Like Wolfe, Johnston attempts to get inside the heads of college students like Lulu and Red, but he is incapable of giving these characters or their kind anything like individuality, voice, or style. They speak and think in the sort of argot a middle-aged male might assume millennials use. When Lulu and a friend from the same Manhattan social circle are discussing whether to hook up with the guys in the student center, Lulu’s friend comments: “There are certain ponds in which the fishing is better.” Later, after his staged protest of Huckleberry Finn, Red Wheeler gathers a group of student progressives and exclaims: “Justice was on the menu today, my friends. Serving size, large!” Who talks like this on a college campus, or anywhere else? The only person who doesn’t speak and think in such a way is, well, the leader of the black progressives, Jaylen. Here’s a taste of his lingo: “And while we at it, where does this bitch get off using a ball and chain? That’s slave shit. She’s appropriatin’!”
It has at least been said of Tom Wolfe that he visited several colleges to pick up the language of the young. If Johnston has even stepped foot on a campus in years, he certainly wasn’t listening very hard.
Which leads to the question: who is this novel for? It shares many of the worries about PC culture expressed in columns penned by conservatives like David Brooks or Bret Stephens, who routinely concern troll about social justice warriors on college campuses. Buried deep in the book is an obscure reference to Leon Kass, the former chairman of President George W. Bush’s Council on Bioethics, who took as evidence of the decay of modern society people’s habit of licking their ice cream cones in public. Maybe five readers would giggle at this reference, and they all write columns in New York or the beltway.

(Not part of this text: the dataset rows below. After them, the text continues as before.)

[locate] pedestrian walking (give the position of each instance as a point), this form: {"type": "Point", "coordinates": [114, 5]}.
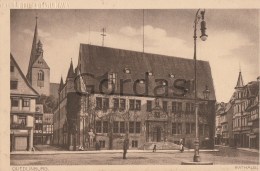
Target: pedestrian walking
{"type": "Point", "coordinates": [181, 145]}
{"type": "Point", "coordinates": [97, 145]}
{"type": "Point", "coordinates": [154, 148]}
{"type": "Point", "coordinates": [125, 147]}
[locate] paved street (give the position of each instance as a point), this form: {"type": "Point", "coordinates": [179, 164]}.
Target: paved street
{"type": "Point", "coordinates": [226, 156]}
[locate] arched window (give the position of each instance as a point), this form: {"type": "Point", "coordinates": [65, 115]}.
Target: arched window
{"type": "Point", "coordinates": [41, 75]}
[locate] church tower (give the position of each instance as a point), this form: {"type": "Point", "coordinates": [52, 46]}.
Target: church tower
{"type": "Point", "coordinates": [38, 73]}
{"type": "Point", "coordinates": [240, 86]}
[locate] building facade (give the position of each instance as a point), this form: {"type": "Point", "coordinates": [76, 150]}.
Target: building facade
{"type": "Point", "coordinates": [113, 94]}
{"type": "Point", "coordinates": [43, 126]}
{"type": "Point", "coordinates": [23, 102]}
{"type": "Point", "coordinates": [38, 73]}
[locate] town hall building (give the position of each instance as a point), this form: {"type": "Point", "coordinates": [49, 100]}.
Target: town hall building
{"type": "Point", "coordinates": [149, 98]}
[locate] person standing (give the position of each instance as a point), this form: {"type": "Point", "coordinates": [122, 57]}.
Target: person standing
{"type": "Point", "coordinates": [154, 148]}
{"type": "Point", "coordinates": [181, 145]}
{"type": "Point", "coordinates": [125, 147]}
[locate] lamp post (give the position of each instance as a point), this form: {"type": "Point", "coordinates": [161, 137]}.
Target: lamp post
{"type": "Point", "coordinates": [203, 37]}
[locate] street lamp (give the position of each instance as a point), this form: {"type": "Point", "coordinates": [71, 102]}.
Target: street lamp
{"type": "Point", "coordinates": [206, 93]}
{"type": "Point", "coordinates": [203, 37]}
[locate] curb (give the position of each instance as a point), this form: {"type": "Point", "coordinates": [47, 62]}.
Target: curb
{"type": "Point", "coordinates": [102, 151]}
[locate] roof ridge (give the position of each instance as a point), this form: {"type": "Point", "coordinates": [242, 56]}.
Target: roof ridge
{"type": "Point", "coordinates": [140, 52]}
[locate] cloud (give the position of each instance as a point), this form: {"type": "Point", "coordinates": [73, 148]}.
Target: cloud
{"type": "Point", "coordinates": [41, 33]}
{"type": "Point", "coordinates": [218, 50]}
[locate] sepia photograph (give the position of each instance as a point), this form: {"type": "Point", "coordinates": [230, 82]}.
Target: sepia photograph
{"type": "Point", "coordinates": [134, 87]}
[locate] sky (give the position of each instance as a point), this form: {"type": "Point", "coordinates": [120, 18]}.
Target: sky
{"type": "Point", "coordinates": [232, 44]}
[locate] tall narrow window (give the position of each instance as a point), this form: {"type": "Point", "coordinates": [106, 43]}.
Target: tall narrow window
{"type": "Point", "coordinates": [131, 127]}
{"type": "Point", "coordinates": [122, 127]}
{"type": "Point", "coordinates": [187, 107]}
{"type": "Point", "coordinates": [138, 104]}
{"type": "Point", "coordinates": [115, 127]}
{"type": "Point", "coordinates": [40, 81]}
{"type": "Point", "coordinates": [174, 107]}
{"type": "Point", "coordinates": [98, 126]}
{"type": "Point", "coordinates": [174, 130]}
{"type": "Point", "coordinates": [99, 103]}
{"type": "Point", "coordinates": [137, 127]}
{"type": "Point", "coordinates": [131, 104]}
{"type": "Point", "coordinates": [149, 106]}
{"type": "Point", "coordinates": [26, 102]}
{"type": "Point", "coordinates": [14, 102]}
{"type": "Point", "coordinates": [11, 68]}
{"type": "Point", "coordinates": [22, 120]}
{"type": "Point", "coordinates": [13, 85]}
{"type": "Point", "coordinates": [179, 107]}
{"type": "Point", "coordinates": [40, 75]}
{"type": "Point", "coordinates": [122, 104]}
{"type": "Point", "coordinates": [105, 126]}
{"type": "Point", "coordinates": [112, 81]}
{"type": "Point", "coordinates": [116, 103]}
{"type": "Point", "coordinates": [165, 103]}
{"type": "Point", "coordinates": [188, 128]}
{"type": "Point", "coordinates": [105, 103]}
{"type": "Point", "coordinates": [179, 128]}
{"type": "Point", "coordinates": [112, 78]}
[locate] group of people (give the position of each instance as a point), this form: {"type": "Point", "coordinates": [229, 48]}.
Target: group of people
{"type": "Point", "coordinates": [181, 143]}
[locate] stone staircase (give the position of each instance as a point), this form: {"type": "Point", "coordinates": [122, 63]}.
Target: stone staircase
{"type": "Point", "coordinates": [161, 146]}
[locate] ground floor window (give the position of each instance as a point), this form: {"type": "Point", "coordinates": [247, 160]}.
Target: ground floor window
{"type": "Point", "coordinates": [134, 143]}
{"type": "Point", "coordinates": [102, 143]}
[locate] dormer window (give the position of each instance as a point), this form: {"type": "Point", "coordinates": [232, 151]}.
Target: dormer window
{"type": "Point", "coordinates": [171, 75]}
{"type": "Point", "coordinates": [127, 71]}
{"type": "Point", "coordinates": [149, 73]}
{"type": "Point", "coordinates": [163, 82]}
{"type": "Point", "coordinates": [141, 81]}
{"type": "Point", "coordinates": [40, 62]}
{"type": "Point", "coordinates": [112, 78]}
{"type": "Point", "coordinates": [12, 68]}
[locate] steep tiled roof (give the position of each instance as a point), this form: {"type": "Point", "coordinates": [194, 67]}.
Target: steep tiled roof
{"type": "Point", "coordinates": [22, 89]}
{"type": "Point", "coordinates": [71, 73]}
{"type": "Point", "coordinates": [54, 90]}
{"type": "Point", "coordinates": [240, 82]}
{"type": "Point", "coordinates": [253, 88]}
{"type": "Point", "coordinates": [100, 61]}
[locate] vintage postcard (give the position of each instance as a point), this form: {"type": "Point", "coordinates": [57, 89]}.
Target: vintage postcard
{"type": "Point", "coordinates": [112, 86]}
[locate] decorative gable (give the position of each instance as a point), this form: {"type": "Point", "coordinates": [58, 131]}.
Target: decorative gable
{"type": "Point", "coordinates": [22, 85]}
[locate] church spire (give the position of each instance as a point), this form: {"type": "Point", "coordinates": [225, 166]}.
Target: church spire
{"type": "Point", "coordinates": [71, 71]}
{"type": "Point", "coordinates": [61, 84]}
{"type": "Point", "coordinates": [240, 82]}
{"type": "Point", "coordinates": [33, 56]}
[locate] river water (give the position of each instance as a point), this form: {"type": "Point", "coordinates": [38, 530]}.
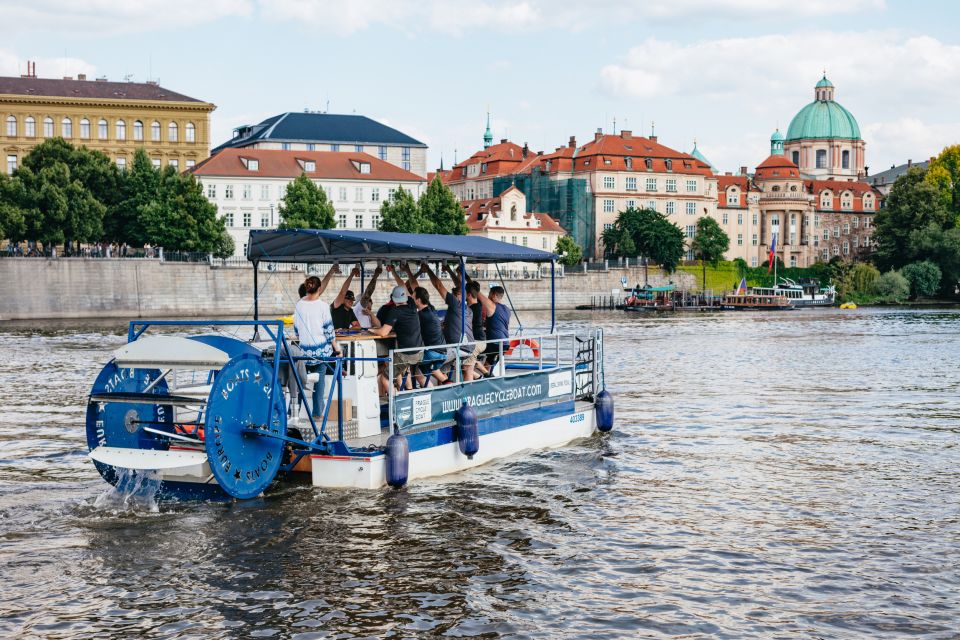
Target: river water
{"type": "Point", "coordinates": [789, 475]}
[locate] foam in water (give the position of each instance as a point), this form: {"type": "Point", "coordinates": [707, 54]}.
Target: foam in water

One wonders why these folks are so worried about today’s campuses. College students, after all, have much less cultural and political capital than they are given credit for. Though they are framed as being the most radical political demographic in the country, their age group, 18–29, is consistently ranked last in voter turnout. And if the specter of a new millennial left (which, in Campusland, looks like the meeting of Stalinism and affluenza) actually were to haunt the halls of academe, Johnston is probably right to suggest that those halls would be in humanities departments such as English. But those departments are hemorrhaging students and money, while the fastest growing majors are exercise science and nursing — fields where no one is reading Rules for Radicals.
All of which is to say that Johnston shouldn’t worry so much. Take it from someone who has attended college this millennium.